Eventually the subtlety of the arrangement became known to the then Pensions Department who brought the matter before the Tribunal which looked at and weighed up all the competing factors. It was a decision that would have two consequences.
First, would the widow be entitled to claim her pension if cohabitation were found to be a fact, and second would she have to pay back the considerable amount of pension she had drawn during the many years this particularly idiosycratic arrangement had lasted?
The Tribunal decision was interesting and its reasoning perhaps highly applicable to the situation in which David Laws finds himself as he equally had an unclear set of rules and multiple factors to weigh up.

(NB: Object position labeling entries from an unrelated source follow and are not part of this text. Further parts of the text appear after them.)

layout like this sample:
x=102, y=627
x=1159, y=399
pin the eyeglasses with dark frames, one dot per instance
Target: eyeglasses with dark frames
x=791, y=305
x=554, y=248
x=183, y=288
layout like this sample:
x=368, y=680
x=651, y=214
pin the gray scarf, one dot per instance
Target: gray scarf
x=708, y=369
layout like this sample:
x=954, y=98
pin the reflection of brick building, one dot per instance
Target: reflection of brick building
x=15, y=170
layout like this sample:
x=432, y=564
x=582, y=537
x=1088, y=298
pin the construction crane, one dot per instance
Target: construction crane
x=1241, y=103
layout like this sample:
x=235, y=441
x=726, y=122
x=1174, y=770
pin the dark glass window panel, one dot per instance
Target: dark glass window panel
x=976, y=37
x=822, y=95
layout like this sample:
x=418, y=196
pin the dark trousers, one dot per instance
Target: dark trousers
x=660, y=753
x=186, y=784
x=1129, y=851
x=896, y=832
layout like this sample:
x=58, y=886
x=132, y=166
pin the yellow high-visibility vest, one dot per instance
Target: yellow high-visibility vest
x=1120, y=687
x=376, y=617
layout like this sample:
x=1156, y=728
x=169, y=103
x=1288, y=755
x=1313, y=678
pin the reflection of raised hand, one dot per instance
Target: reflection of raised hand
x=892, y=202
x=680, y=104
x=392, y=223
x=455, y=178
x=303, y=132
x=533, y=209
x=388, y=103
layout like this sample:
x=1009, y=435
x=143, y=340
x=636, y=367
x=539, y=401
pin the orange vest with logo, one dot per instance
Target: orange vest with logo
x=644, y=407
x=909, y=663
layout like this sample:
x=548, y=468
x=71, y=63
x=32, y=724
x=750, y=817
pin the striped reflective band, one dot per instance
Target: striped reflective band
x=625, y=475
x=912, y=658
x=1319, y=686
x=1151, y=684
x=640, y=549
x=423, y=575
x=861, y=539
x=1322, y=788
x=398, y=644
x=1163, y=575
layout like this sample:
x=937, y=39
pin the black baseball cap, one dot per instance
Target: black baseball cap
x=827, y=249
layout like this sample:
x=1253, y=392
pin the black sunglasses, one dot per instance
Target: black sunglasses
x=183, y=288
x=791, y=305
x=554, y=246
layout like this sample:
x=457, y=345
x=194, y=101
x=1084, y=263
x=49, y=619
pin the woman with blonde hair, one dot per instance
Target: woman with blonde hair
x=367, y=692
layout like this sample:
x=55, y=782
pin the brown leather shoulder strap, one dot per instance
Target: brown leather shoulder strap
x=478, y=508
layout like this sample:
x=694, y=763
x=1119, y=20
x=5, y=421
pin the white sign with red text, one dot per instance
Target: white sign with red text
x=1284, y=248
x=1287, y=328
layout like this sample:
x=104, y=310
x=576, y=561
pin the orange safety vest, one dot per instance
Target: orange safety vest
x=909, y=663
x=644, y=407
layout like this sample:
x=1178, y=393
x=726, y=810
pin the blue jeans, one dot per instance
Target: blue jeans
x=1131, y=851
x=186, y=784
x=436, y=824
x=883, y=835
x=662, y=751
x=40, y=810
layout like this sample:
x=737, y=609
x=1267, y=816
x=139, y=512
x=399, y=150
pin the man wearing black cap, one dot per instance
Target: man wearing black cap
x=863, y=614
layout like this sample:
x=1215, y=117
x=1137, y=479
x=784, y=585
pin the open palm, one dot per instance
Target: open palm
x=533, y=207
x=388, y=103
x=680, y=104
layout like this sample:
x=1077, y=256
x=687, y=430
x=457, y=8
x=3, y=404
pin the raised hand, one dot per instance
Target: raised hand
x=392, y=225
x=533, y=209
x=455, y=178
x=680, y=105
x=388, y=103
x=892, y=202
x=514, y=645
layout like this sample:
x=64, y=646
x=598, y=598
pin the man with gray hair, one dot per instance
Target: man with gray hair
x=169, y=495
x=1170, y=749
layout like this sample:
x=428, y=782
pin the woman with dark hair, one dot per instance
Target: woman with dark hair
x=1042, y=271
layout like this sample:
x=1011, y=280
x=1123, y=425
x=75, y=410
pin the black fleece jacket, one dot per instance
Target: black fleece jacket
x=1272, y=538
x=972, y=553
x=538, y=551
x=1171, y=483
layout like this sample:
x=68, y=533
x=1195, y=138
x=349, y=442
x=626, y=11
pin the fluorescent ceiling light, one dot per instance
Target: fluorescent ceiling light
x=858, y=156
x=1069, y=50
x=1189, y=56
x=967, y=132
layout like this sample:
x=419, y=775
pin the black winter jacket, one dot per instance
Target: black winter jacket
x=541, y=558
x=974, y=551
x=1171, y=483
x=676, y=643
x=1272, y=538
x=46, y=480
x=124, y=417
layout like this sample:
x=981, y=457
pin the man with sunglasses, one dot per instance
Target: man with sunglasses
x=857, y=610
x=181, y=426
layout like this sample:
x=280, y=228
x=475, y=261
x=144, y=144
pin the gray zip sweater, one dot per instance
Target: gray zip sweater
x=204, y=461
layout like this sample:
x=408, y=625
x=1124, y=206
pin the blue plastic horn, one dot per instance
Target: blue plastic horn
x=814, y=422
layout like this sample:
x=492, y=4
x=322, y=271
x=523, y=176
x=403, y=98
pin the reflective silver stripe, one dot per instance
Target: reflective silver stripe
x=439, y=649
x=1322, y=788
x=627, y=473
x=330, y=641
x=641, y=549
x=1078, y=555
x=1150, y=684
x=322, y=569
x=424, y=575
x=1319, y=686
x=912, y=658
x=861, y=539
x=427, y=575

The Pensions Tribunal found that on balance she WAS cohabiting, so she would not get any more widows pension whilst the situation continued. However, such was the difficulty of making the decision that they themselves had struggled with, that the good lady was not unreasonable in thinking she had not been cohabiting under the rules. She was accordingly not required to pay back the money claimed when making a bona fide claim in these circumstances.
I offer this story for two reasons. First to make clear that in David Laws' position, he too is entitled to have the full nature of the relationship considered and balanced and that we must refute the notion that sex + financial claim = dishonour.
Second, I seek to demonstrate that ordinary non-lawyer members of the public can, do, and are entitled to find such questions complex.
I shall be frank. Liberal Democrat that he is, I rate David Laws highly and wish to offer support to keep him in public life and this Administration. I also value David Cameron’s determination to preside over a better Government than the last one.
These issues however are not as simplistic as many suggest for their own reasons.
I hope this piece contributes to those considering David Laws' position, to ensure that he receives no less fair a call than many other members of the public have enjoyed for many years. The idea that he ought as a matter of prudence and honour refund the money does not necessarily require that he be considered unfit for future office if his reasoning was honest and not unreasonable.
Appeal Judges often say about Judges who make lower Court decisions, that even if they would have made a different decision, the one made below was within the area of reasonable judgement and need not be disturbed.
In this difficult and fraught area. My example above illustrates how this can work out in practice.
Often we lawyers have to ask “Could a reasonable person weighing up the law/rules and all of the facts have reached the same decision?”
That is the only test that David Laws has to pass to survive politically.